It’s difficult to gauge how the housing market viewed the Federal Reserve’s decision to keep acquiring mortgage-backed securities and Treasurys at its current pace on Wednesday.
After all, investors and the housing market do receive some fringe benefits from the monthly sugar injection of MBS purchases and from rates staying artificially low as the Fed buys up agency MBS, while simultaneously keeping the federal funds rate near zero.
But despite these lingering benefits, the HW 30 index – a compilation of housing and mortgage finance stocks – fell in the wake of the Fed’s announcement.
All the major HW homebuilders – including Toll Brothers (TOL), Lennar (LEN) and D.R. Horton (DHI) – tumbled, finishing down 1.64%, nearly 2% and 2.25%, respectively.

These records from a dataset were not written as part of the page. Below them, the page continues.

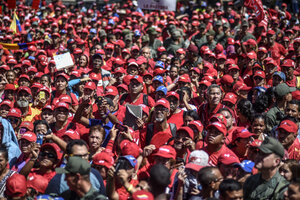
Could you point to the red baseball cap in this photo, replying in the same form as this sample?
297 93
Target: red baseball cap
197 124
74 135
163 102
228 159
16 186
165 151
14 112
111 90
26 89
65 98
288 126
241 132
29 136
288 63
220 126
187 130
230 97
104 159
174 94
27 124
62 105
55 147
252 55
142 195
7 102
90 85
130 148
260 74
37 182
138 78
184 78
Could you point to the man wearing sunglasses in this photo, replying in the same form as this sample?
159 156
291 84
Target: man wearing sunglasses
47 157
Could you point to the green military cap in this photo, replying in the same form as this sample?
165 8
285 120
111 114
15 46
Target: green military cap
152 31
271 145
283 89
75 165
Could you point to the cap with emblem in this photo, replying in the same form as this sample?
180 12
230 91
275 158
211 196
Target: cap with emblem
271 145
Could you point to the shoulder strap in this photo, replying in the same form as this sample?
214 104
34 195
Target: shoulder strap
149 133
145 99
123 97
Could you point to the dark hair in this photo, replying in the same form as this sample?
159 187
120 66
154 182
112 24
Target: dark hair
205 176
229 185
191 113
245 107
159 177
37 122
295 102
73 143
271 95
4 150
48 77
261 103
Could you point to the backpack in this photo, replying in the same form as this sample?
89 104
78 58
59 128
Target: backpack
149 132
145 99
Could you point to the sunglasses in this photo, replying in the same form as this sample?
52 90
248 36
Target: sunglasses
48 154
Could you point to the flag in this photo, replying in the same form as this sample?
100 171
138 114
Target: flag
15 24
35 4
257 6
11 4
16 46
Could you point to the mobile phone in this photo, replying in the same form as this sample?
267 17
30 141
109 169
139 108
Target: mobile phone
39 139
99 100
121 128
42 95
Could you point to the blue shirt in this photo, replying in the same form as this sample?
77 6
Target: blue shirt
107 127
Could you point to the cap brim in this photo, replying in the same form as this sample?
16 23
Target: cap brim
61 171
194 167
265 150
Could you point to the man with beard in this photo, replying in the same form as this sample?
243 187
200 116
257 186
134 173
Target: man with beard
215 140
287 136
213 105
135 95
104 75
268 184
24 97
159 132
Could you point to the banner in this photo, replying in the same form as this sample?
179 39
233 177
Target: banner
169 5
35 4
15 24
257 6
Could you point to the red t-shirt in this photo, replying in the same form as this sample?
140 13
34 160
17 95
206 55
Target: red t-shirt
214 156
294 150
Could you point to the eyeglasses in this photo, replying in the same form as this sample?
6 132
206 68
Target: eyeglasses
48 154
13 120
80 155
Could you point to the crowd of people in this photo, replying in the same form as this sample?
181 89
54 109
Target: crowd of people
198 103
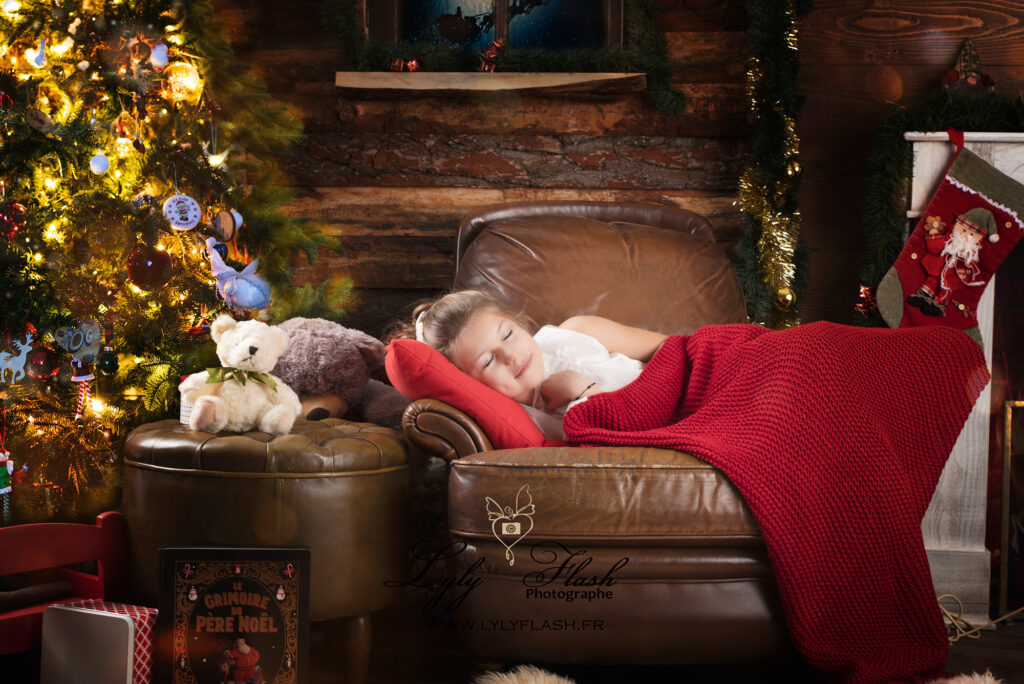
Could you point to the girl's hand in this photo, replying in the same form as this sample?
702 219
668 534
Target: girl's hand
564 386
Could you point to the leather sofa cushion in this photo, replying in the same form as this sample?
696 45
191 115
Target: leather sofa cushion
551 267
601 496
331 445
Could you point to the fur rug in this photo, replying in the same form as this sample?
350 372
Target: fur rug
524 674
987 678
527 674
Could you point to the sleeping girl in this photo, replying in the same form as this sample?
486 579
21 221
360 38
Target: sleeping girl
547 372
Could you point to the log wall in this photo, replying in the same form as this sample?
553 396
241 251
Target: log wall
391 178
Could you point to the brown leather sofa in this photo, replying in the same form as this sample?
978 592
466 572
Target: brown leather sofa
621 555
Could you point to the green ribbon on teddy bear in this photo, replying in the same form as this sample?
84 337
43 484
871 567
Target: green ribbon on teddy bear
221 374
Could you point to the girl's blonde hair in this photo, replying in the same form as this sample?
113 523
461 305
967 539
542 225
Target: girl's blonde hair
444 317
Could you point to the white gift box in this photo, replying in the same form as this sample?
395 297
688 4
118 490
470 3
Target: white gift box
90 641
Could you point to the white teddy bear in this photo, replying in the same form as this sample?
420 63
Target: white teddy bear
242 395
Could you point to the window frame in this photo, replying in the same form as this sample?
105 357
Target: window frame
383 20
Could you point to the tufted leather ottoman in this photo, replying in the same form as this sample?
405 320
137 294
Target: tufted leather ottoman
338 487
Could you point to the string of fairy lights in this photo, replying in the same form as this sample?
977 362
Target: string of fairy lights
125 127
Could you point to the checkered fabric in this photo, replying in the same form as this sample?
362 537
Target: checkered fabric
145 622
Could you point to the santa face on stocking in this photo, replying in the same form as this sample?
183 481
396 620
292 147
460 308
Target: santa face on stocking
971 224
952 261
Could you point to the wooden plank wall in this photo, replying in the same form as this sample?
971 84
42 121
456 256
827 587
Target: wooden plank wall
859 60
392 178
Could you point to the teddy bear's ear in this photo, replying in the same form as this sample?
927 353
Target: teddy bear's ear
373 350
223 324
281 339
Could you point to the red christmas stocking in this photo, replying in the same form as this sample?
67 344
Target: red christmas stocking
973 221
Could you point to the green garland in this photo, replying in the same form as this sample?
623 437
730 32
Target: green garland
890 169
647 52
771 182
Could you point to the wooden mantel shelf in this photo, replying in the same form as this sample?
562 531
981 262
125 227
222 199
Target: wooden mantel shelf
375 84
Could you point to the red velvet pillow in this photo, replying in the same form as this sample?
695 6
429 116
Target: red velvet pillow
419 371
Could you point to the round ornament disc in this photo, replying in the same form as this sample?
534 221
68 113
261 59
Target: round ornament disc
224 225
182 212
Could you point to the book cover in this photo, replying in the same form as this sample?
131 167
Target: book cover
232 614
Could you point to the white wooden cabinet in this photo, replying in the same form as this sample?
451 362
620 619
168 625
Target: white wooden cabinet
954 523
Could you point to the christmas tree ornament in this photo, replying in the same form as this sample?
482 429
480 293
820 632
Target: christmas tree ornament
6 474
39 121
183 82
241 291
182 212
12 219
224 224
219 248
12 364
148 268
42 364
37 57
99 164
971 224
82 342
158 58
138 50
967 77
865 301
784 299
108 362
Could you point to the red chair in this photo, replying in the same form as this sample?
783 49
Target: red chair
51 545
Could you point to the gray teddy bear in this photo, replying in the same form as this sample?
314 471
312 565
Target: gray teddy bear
330 366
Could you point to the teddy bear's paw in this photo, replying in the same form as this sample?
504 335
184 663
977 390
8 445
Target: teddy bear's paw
278 421
209 414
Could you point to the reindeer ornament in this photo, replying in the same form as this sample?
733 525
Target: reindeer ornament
14 364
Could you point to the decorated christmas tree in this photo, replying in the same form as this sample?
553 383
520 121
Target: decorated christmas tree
133 147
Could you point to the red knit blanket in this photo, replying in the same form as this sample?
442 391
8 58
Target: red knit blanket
836 436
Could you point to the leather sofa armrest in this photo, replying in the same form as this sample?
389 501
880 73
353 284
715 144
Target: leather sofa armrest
440 429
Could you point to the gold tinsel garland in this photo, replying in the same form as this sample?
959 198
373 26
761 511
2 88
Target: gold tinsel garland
765 202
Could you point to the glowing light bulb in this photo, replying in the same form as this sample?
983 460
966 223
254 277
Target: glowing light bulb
183 82
62 46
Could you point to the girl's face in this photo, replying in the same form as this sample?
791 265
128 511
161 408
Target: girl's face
499 352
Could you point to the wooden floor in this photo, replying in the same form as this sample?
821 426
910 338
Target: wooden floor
404 655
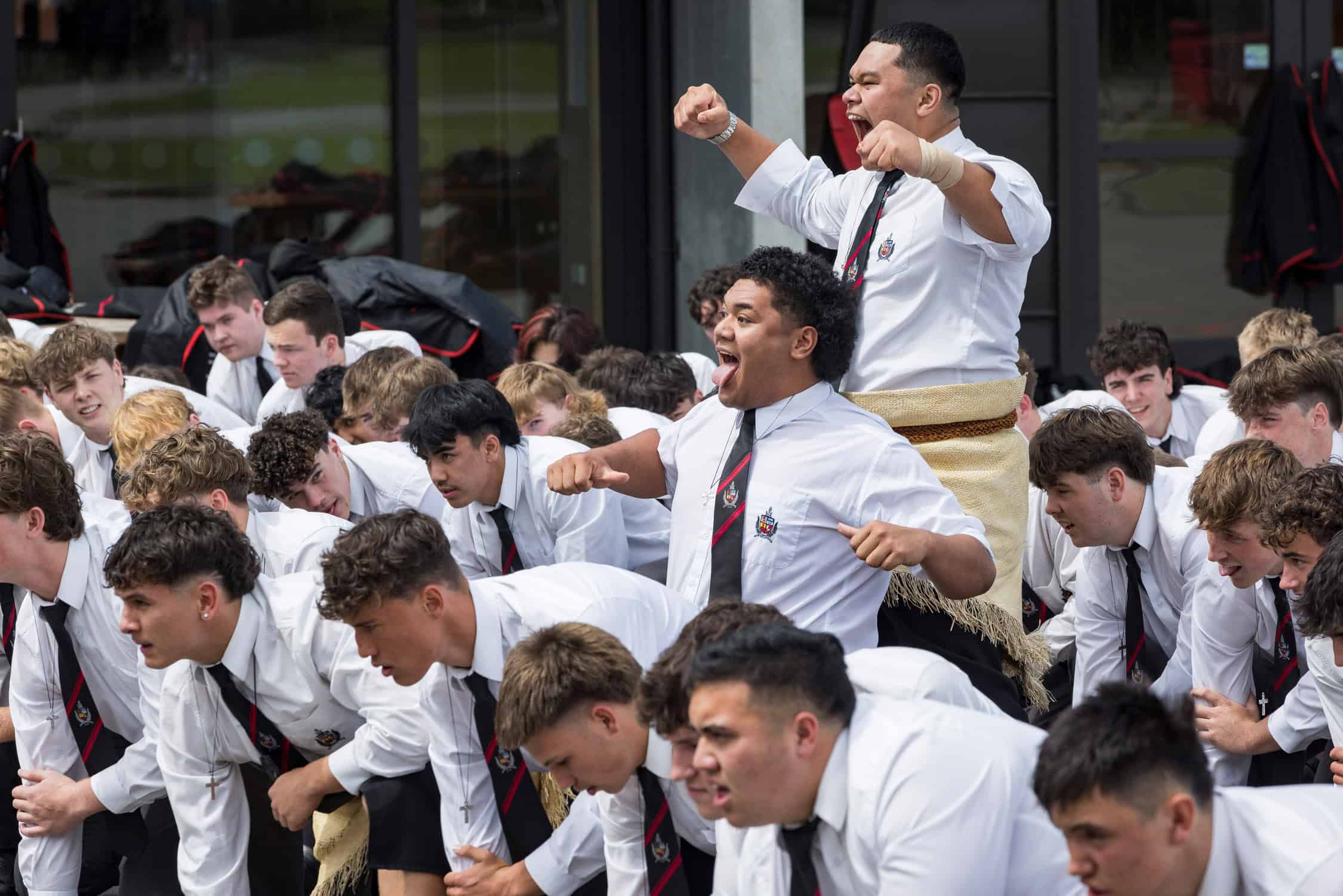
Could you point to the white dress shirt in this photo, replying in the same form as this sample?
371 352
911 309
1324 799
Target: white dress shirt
645 615
632 421
1221 429
943 304
293 540
1329 684
818 461
547 527
235 384
386 478
622 823
125 691
1190 411
899 814
703 367
282 399
1276 841
1172 555
305 675
1229 624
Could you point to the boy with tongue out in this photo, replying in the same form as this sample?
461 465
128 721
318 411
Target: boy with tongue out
783 492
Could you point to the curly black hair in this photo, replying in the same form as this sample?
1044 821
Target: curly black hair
282 451
173 542
711 287
1129 346
803 288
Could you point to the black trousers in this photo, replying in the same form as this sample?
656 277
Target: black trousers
904 626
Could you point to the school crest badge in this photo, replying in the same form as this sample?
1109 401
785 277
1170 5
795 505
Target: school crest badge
766 526
82 714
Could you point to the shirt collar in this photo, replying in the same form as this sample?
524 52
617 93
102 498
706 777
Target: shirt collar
488 658
658 757
1145 534
242 645
74 578
785 411
1222 875
833 793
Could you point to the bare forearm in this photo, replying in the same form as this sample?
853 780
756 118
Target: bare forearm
959 566
974 201
638 458
747 149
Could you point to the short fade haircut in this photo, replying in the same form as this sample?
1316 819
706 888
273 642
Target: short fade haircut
405 382
1288 375
783 667
711 287
1088 441
34 475
143 420
1313 503
221 281
69 350
806 291
17 406
664 701
389 556
17 361
309 303
529 384
928 54
186 465
1027 367
556 669
364 377
1130 346
325 394
1319 612
171 543
1276 327
473 409
162 372
284 449
587 429
1242 483
610 371
1125 743
661 382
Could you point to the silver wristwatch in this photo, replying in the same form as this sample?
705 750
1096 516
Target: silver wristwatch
727 133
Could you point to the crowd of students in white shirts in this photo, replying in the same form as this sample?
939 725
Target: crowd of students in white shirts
522 637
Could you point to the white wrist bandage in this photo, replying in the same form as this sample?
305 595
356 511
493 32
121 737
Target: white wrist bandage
939 165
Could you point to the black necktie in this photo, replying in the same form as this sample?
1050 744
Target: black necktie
661 843
522 814
509 562
856 262
797 841
729 504
1143 657
264 379
100 747
8 613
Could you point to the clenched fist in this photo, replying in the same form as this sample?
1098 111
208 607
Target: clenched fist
701 113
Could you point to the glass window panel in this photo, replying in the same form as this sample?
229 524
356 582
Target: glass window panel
1181 69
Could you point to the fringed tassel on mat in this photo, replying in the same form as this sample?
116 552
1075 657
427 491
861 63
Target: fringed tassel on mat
341 846
1025 658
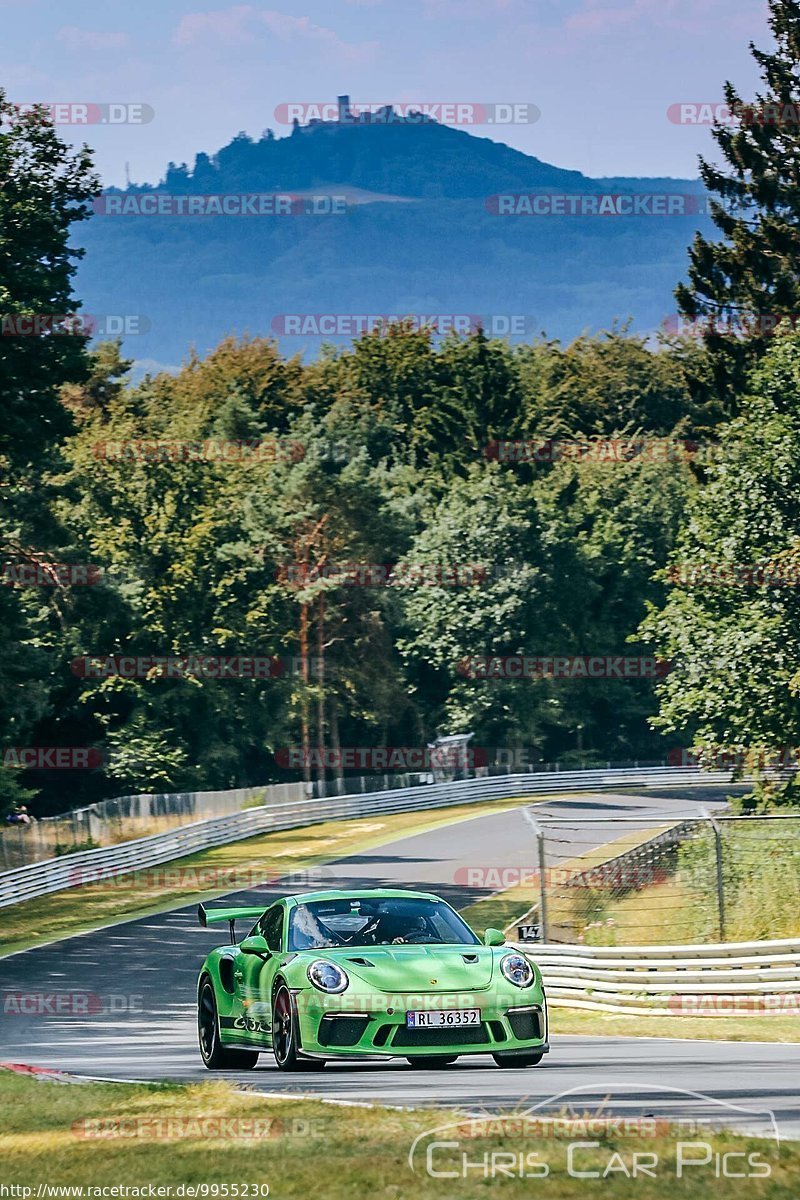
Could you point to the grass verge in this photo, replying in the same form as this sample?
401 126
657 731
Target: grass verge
215 873
506 906
302 1149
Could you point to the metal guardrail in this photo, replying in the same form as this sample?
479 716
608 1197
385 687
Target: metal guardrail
716 979
89 865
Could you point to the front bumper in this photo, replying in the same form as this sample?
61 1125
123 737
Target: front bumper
507 1024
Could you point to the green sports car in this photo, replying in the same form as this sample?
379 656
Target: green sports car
365 975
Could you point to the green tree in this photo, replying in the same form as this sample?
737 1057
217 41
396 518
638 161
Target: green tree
734 634
753 273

Perhaps, what spooked homebuilding investors is the Fed’s own reluctance to declare the housing market fully recovered. In its latest update, members of the Federal Open Market Committee showed some skepticism about the overall state of the economy.
For starters, the unemployment rate remained elevated.
Furthermore, the Fed says current data suggests "household spending and business fixed investment advanced, while the recovery in the housing sector slowed somewhat in recent months."
The above statement may have sparked new fears, hitting stocks related to home buying and mortgages.
The list of falling stocks included, lender Impaq Mortgage Holdings (IMH), and MOVE Inc. (MOVE), the parent of realtor.com, which alone fell more than 4%.
Real estate website Zillow (Z) also finished down roughly 2%.
Overall, a strong majority of the stocks making up the HW 30 index fell on Wednesday.